A blue-collar gentleman was not worried about grievance or wokeness as much as profligate spending and the Democrats’ unrelenting green agenda.
“I come from a family of Democrats and think of myself as Independent,” he explained. “I voted for Trump twice and would do so again, but I will keep my mind open and probably go with Ron DeSantis or Tim Scott for the primary. I cannot understand why the left has abandoned the working class for Big Tech and the rich environmental lobby.
A winsome middle-aged Republican told me, “Trump has some monomaniacal focus on himself instead of the country’s future. It’s different from 2016. He’s really not even campaigning.”

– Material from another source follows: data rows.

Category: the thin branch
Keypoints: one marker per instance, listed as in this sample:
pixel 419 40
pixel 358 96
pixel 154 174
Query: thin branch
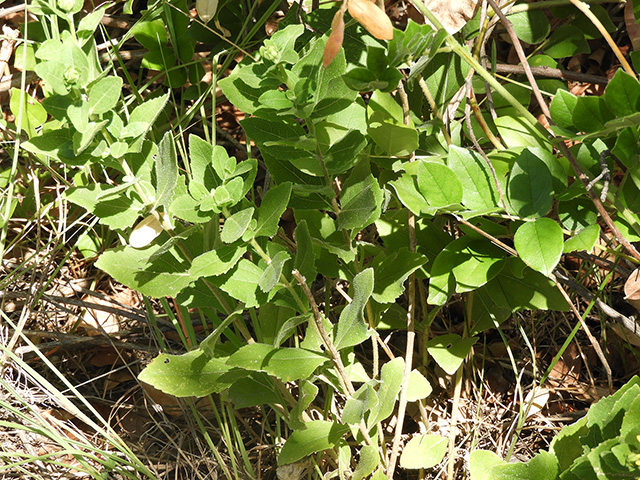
pixel 411 305
pixel 549 72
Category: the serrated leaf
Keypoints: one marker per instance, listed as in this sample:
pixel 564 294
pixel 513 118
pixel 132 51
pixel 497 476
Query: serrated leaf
pixel 273 206
pixel 287 364
pixel 540 244
pixel 361 199
pixel 390 383
pixel 369 460
pixel 166 168
pixel 352 328
pixel 104 94
pixel 450 350
pixel 305 258
pixel 419 387
pixel 359 404
pixel 235 225
pixel 216 262
pixel 242 284
pixel 423 451
pixel 317 435
pixel 271 274
pixel 117 212
pixel 255 389
pixel 165 277
pixel 191 374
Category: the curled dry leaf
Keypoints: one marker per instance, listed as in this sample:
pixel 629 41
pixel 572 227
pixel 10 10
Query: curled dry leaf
pixel 632 289
pixel 145 232
pixel 372 18
pixel 453 15
pixel 334 42
pixel 537 398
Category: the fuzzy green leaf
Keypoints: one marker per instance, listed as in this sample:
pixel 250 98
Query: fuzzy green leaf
pixel 423 451
pixel 287 364
pixel 352 328
pixel 317 435
pixel 449 351
pixel 235 225
pixel 273 206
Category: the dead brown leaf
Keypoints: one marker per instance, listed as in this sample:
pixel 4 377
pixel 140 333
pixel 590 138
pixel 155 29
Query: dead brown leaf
pixel 372 18
pixel 453 15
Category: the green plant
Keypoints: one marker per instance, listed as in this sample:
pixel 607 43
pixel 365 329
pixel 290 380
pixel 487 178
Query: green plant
pixel 603 444
pixel 385 194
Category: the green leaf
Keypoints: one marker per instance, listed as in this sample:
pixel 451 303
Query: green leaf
pixel 419 387
pixel 516 131
pixel 166 169
pixel 566 41
pixel 390 383
pixel 359 404
pixel 515 289
pixel 317 435
pixel 235 225
pixel 477 264
pixel 394 139
pixel 407 192
pixel 150 34
pixel 352 328
pixel 479 190
pixel 243 282
pixel 33 113
pixel 256 389
pixel 193 374
pixel 216 262
pixel 273 206
pixel 287 364
pixel 271 274
pixel 530 189
pixel 165 277
pixel 540 244
pixel 117 211
pixel 305 258
pixel 369 460
pixel 531 26
pixel 145 115
pixel 361 199
pixel 423 451
pixel 449 351
pixel 585 240
pixel 622 94
pixel 561 109
pixel 104 94
pixel 591 114
pixel 439 185
pixel 393 272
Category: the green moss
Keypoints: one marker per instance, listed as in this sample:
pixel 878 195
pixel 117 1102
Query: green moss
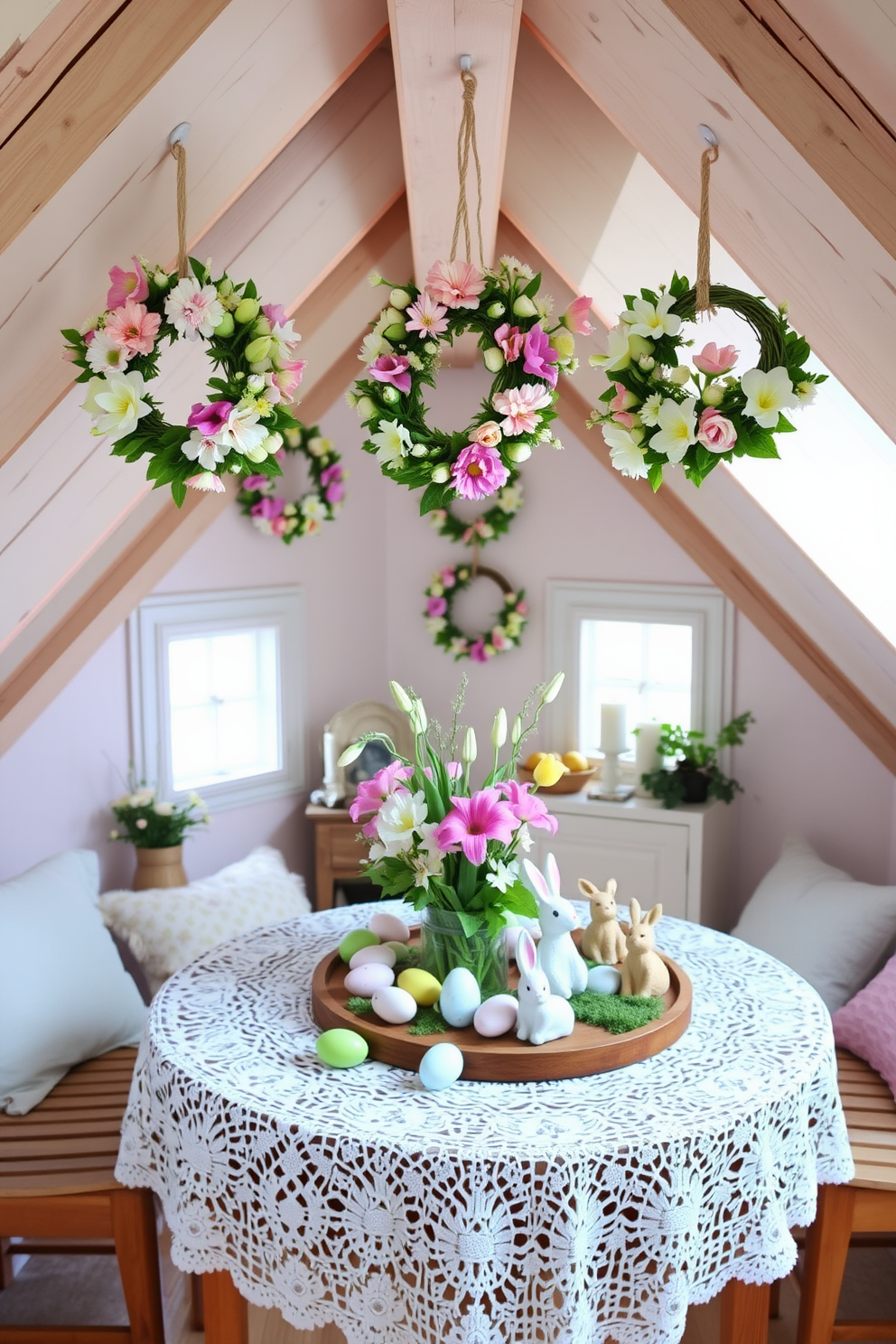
pixel 614 1013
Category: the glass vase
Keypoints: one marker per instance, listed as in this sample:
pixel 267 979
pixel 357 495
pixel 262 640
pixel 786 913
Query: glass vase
pixel 443 947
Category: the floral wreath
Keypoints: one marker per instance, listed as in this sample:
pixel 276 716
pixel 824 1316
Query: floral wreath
pixel 490 525
pixel 273 515
pixel 526 358
pixel 653 417
pixel 508 624
pixel 240 427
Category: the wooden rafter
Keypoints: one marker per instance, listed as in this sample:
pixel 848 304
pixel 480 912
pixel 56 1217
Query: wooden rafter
pixel 805 96
pixel 429 38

She added the January 6 capitol riots also became a turning point for her. She is now deciding between Nikki Haley and even Chris Christie, who, like eight years ago, is betting it all on New Hampshire.
Just a dozen miles north present a different world. Keene is a liberal college town where Democrat presidential candidates have won nearly 70% of the vote in the last five elections. It was basically impossible to find a conservative.
After one young man shunned my questions, his friend– who seemed to be at a grad student level–said he’s for Robert F. Kennedy Jr. but would “begrudgingly” support Biden next fall as nominee.
“I don’t know how Trump and Biden are the only options in a country this huge and diverse,” he added.
When pressed if he liked any Republican, he said, “Maybe the Vivek guy, but probably not.”
I next found an elderly libertarian fellow who said he’d vote in the state’s open Republican primary. Though noting he’s still undecided, he explained “definitely not Trump, DeSantis or Vivek,” before saying Christie and Scott were his top options. He also said he’s concerned with how the “far left and paleo right” will handle ongoing foreign policy challenges.
The Granite State’s 2024 primary occurs in about 90 days and will be a critical early test of Trump’s comeback bid. The GOP winner of the first-in-the-nation primary has taken the presidential nomination every time, going back to Dwight Eisenhower.
Meanwhile, state and national Democrats remain at odds over scheduling the primary, and New Hampshire could forfeit convention delegates if it ignores DNC rules. That said, it could test Biden’s strength whenever the primary is held since many liberals prefer a younger candidate.
And no, a dubious figure like Kennedy is not a viable Democrat option, especially as he’s running an independent campaign and — despite his left-leaning views — will draw as many or more Republican/Trump voters anyway, due to his anti-vaccine, anti-Ukraine “outsider” stances.